Apple était au courant, mais continuait de demander des détails
Mais le 6 mai dernier, la faille n’était toujours pas corrigée. Selon Balic, Apple lui demandait toujours par email à cette date de fournir des détails supplémentaires. Il avait pourtant expliqué que les requêtes se faisaient en https vers iCloud via le paramètre « Autorisation » et le format de jeton d’authentification propre au service. Mais dans un mail, la firme estimait que sur la base des informations fournies, il apparaissait « qu’il faudrait un temps extrêmement long pour obtenir un jeton valide d’authentification d’un compte ». Apple insistait en demandant au chercheur s’il était en possession d’une méthode permettant d’obtenir ces jetons « dans un délai raisonnablement court ».
Et si cette histoire prend de l’importance maintenant, c’est que l’explosion de photos dénudées émanant de stars américaines a fait les unes des journaux, tout en pointant de nombreux doigts accusateurs vers Apple, et plus particulièrement iCloud. La firme a réagi à plusieurs reprises et une nouvelle section dédiée à la vie privée est même apparue sur le site officiel. Le PDG Tim Cook y expliquait notamment que la sécurité était un élément crucial pour Apple et que des améliorations allaient être mises en place. Dont acte : une connexion depuis un nouvel appareil provoque l’envoi d’un email d’avertissement et réclame une double authentification, dès lors que le compte a été mis à jour (la migration est toujours en cours).
Un rapport avec la brèche colmatée le 1er septembre ?
Mais lorsque les premiers éléments de l’affaire sont apparus, il était question d’un script ayant justement la capacité de réaliser des attaques par force brute contre iCloud. Il était fonctionnel et The Next Web s’en était même servi avec succès. Cependant, quelques heures à peine après, il était devenu inopérant et Apple avait manifestement colmaté la brèche. La firme n’a cependant pas communiqué sur la question. D’ailleurs, quand elle a réagi sur l’affaire des photos volées, elle a simplement indiqué qu’elle menait l’enquête. Au terme de celle-ci, elle confirmait que des comptes avaient été compromis, mais qu’aucune faille de sécurité n’avait été découverte.

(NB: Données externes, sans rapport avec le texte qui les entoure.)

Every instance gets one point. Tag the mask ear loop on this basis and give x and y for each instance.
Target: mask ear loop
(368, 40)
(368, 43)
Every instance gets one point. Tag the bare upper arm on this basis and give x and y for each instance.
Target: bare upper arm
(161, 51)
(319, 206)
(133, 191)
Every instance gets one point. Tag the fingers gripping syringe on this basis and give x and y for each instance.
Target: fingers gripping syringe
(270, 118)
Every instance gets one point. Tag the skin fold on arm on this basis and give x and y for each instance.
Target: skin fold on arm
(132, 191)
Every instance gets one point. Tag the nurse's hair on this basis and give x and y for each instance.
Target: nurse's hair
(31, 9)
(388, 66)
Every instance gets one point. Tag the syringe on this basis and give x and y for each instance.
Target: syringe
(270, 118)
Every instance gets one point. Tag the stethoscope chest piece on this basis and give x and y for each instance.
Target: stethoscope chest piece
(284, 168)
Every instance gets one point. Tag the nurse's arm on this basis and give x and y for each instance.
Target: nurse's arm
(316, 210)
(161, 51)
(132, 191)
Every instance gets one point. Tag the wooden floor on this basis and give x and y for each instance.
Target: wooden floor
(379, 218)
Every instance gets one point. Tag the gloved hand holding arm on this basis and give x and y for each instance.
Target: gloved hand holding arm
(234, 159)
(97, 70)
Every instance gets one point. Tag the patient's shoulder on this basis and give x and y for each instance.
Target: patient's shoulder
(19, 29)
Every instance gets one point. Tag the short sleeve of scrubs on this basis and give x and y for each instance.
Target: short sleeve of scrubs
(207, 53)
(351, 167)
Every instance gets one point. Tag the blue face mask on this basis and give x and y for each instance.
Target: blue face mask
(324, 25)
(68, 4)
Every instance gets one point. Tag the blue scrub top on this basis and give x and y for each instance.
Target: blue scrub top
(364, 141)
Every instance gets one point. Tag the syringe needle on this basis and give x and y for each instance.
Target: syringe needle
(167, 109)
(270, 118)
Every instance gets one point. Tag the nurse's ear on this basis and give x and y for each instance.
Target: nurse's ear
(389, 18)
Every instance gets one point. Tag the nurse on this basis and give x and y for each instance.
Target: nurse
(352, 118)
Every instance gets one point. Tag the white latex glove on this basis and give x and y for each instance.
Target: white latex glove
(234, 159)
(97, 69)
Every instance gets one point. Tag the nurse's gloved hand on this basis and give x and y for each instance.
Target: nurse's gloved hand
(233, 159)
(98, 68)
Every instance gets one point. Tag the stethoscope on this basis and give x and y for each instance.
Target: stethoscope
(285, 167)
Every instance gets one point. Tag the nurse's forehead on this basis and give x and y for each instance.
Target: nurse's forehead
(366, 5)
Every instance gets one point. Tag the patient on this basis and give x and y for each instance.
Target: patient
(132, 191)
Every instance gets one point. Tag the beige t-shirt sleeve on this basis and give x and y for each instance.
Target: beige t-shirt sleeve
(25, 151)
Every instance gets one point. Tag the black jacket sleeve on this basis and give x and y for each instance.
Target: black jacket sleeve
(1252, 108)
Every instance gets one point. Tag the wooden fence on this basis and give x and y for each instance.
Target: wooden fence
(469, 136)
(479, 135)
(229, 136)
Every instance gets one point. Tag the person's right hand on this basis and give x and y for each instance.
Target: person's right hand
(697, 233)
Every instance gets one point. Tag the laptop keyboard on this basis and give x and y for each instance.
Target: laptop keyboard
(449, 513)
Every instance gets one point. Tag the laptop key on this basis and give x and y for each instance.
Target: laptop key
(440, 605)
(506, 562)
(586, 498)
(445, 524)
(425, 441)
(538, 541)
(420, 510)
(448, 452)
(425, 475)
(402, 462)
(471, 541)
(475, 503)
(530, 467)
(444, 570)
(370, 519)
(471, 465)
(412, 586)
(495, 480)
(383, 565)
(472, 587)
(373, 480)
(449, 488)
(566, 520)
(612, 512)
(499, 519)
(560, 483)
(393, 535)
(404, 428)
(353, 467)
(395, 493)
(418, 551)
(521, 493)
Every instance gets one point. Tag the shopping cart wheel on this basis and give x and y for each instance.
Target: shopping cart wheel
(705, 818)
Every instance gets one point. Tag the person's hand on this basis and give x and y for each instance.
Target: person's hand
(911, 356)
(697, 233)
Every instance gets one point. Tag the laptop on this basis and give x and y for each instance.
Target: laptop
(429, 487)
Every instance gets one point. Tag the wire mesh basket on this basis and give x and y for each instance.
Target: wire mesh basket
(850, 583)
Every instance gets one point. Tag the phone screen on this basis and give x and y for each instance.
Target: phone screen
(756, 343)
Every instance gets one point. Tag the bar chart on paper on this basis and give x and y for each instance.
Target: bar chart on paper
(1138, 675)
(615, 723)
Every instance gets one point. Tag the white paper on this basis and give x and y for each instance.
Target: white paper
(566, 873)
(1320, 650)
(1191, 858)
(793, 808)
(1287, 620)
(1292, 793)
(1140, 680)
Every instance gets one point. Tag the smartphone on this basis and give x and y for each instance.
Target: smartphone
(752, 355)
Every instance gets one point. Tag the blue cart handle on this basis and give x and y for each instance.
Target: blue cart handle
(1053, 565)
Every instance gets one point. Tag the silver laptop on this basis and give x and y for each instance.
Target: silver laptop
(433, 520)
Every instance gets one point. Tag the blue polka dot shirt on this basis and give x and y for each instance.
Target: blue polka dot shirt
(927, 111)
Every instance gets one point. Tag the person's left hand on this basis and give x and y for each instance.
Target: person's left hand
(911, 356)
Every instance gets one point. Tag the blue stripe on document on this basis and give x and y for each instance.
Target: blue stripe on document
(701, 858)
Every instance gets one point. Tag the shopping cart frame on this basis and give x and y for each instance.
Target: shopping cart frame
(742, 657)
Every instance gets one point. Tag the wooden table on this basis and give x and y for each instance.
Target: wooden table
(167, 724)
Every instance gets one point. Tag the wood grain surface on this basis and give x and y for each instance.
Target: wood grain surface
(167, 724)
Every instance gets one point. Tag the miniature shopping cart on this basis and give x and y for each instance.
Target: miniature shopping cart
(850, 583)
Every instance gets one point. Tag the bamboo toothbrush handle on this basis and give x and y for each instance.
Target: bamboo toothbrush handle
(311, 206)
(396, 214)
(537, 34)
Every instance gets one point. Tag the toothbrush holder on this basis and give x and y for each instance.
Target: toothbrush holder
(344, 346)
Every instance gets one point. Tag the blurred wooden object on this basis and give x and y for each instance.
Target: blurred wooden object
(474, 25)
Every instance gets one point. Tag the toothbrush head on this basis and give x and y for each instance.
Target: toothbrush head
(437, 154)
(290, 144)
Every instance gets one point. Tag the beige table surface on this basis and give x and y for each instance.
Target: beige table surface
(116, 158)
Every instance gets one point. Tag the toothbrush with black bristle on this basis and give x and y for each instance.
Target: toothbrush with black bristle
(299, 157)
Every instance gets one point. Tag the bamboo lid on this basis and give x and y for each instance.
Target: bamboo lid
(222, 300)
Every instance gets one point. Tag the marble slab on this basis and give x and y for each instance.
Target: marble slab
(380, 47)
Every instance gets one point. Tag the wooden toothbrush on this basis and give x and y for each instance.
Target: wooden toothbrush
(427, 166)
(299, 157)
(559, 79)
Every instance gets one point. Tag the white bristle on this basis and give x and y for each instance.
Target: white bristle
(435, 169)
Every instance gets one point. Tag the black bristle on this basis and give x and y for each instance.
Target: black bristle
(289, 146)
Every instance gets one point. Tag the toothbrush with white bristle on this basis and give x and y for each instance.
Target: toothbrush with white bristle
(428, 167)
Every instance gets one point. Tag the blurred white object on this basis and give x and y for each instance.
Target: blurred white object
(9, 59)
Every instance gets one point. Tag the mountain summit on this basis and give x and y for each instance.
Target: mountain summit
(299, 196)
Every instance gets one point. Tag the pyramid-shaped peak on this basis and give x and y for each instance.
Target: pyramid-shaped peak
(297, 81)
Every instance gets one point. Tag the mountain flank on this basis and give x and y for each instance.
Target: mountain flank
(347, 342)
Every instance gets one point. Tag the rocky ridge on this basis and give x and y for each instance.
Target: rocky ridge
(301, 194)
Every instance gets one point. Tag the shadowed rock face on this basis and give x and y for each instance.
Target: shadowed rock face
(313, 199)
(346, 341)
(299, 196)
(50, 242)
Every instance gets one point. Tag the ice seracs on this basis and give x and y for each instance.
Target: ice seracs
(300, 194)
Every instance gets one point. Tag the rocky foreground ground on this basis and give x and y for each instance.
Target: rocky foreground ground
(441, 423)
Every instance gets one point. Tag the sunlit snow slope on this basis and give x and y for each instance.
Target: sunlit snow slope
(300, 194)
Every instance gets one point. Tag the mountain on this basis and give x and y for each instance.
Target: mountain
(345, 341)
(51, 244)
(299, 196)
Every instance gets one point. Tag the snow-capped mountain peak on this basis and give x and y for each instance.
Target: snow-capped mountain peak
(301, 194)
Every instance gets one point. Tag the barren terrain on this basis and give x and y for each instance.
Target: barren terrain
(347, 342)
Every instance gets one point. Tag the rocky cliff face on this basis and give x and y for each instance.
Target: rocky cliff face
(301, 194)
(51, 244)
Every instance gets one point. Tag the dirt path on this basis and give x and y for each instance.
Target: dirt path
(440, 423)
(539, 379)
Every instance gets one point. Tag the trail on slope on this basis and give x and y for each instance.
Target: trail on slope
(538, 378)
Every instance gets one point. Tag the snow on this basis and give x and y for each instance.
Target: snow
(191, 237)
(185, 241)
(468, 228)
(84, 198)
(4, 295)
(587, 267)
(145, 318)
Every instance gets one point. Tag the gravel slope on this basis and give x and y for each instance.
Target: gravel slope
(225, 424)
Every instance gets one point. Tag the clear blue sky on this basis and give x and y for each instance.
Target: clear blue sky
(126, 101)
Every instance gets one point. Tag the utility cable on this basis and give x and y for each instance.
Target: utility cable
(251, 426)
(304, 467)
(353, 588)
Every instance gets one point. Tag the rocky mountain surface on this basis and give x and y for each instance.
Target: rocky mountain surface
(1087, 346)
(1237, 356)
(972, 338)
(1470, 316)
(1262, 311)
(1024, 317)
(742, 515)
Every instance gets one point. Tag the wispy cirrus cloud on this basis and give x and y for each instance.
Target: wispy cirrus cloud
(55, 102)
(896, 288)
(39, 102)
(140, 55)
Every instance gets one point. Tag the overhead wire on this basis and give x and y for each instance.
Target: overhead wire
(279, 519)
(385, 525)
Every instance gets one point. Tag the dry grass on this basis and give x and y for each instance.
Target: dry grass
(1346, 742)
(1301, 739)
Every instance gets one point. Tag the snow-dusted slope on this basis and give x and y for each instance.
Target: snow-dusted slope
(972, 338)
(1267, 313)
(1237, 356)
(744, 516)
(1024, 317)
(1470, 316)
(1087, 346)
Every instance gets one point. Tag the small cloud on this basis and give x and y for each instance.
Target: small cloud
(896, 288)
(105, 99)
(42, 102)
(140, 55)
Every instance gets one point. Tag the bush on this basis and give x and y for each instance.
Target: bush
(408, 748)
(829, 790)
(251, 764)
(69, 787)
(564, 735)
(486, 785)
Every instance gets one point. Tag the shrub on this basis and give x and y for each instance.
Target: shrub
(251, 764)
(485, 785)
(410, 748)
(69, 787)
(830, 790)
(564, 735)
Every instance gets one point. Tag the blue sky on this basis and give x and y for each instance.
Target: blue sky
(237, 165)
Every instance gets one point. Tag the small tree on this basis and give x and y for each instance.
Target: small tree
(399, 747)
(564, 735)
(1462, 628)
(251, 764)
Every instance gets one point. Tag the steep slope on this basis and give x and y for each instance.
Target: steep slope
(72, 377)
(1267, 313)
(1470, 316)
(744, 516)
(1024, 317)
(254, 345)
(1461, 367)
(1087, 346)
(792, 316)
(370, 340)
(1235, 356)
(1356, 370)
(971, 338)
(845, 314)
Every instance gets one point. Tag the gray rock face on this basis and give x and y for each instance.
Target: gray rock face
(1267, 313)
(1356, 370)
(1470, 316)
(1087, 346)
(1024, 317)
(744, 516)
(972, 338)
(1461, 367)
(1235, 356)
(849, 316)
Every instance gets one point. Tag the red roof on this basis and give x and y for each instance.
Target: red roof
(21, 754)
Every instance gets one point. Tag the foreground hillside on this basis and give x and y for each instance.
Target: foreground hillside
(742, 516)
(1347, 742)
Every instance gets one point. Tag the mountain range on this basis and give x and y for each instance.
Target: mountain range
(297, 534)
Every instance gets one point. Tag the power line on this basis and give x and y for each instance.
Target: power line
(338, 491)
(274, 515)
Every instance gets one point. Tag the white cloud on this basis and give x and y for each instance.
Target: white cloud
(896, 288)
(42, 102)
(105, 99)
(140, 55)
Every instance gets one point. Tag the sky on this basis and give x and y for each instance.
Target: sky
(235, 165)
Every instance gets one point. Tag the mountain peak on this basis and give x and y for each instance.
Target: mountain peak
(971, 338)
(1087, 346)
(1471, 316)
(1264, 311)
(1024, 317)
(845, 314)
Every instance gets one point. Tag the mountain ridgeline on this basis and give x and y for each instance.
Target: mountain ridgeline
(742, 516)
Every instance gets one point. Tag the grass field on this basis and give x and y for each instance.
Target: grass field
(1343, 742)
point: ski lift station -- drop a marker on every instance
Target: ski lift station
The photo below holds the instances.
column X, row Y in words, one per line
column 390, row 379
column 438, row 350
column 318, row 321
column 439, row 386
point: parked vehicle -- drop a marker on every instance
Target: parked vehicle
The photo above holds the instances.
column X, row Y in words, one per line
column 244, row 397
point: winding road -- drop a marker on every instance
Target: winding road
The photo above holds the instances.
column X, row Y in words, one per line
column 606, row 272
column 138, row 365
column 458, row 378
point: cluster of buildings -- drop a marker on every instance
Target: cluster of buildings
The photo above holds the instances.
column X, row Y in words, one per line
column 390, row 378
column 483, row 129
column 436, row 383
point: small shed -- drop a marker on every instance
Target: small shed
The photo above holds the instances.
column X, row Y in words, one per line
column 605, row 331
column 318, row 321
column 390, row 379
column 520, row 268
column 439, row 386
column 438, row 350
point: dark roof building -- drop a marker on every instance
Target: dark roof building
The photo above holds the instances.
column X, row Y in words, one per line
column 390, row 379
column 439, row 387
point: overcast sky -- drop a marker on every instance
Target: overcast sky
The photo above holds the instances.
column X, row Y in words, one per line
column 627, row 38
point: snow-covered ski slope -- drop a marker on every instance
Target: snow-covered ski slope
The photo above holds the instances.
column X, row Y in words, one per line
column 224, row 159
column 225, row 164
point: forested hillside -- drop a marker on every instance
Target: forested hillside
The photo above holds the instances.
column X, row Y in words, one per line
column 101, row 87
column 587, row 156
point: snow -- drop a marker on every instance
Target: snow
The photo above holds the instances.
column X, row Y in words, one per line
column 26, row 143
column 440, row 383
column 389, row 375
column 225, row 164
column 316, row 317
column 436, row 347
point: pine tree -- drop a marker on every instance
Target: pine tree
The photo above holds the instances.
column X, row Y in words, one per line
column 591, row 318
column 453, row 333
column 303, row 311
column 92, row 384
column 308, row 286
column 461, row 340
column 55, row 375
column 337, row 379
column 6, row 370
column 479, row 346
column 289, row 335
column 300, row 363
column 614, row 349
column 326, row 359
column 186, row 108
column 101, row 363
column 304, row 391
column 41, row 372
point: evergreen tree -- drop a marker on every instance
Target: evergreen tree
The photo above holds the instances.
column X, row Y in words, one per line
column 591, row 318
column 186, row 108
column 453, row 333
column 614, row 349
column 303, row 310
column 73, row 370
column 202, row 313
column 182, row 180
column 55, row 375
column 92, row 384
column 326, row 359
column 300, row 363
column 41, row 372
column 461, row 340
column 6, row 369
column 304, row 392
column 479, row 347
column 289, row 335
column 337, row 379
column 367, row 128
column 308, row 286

Difficile de savoir pour le moment si la faille clôturée par Apple le 1er septembre vers midi est celle qu’Ibrahim Balic avait mise en avant il y a maintenant six mois. Et s’il s’agit bien de celle-ci, il est pour l’instant délicat de définir si le ou les pirates s’en sont bien servis pour récupérer les mots de passe. Notez par ailleurs que si l’utilisation de cette faille devait se confirmer, cela n’expliquerait qu’une partie de l’affaire.
En effet, obtenir les mots de passe ne peut se faire que si l’on connait déjà l’adresse email servant d’identifiant pour le compte iCloud. Or, la publication des photos a montré que de nombreuses adresses étaient connues, ce qui pose la question : comment ont-elles été obtenues ? Plusieurs pistes existent, mais on peut imaginer par exemple qu’elles ont été récupérées depuis un fichier dérobé à un acteur tiers proposant un service quelconque.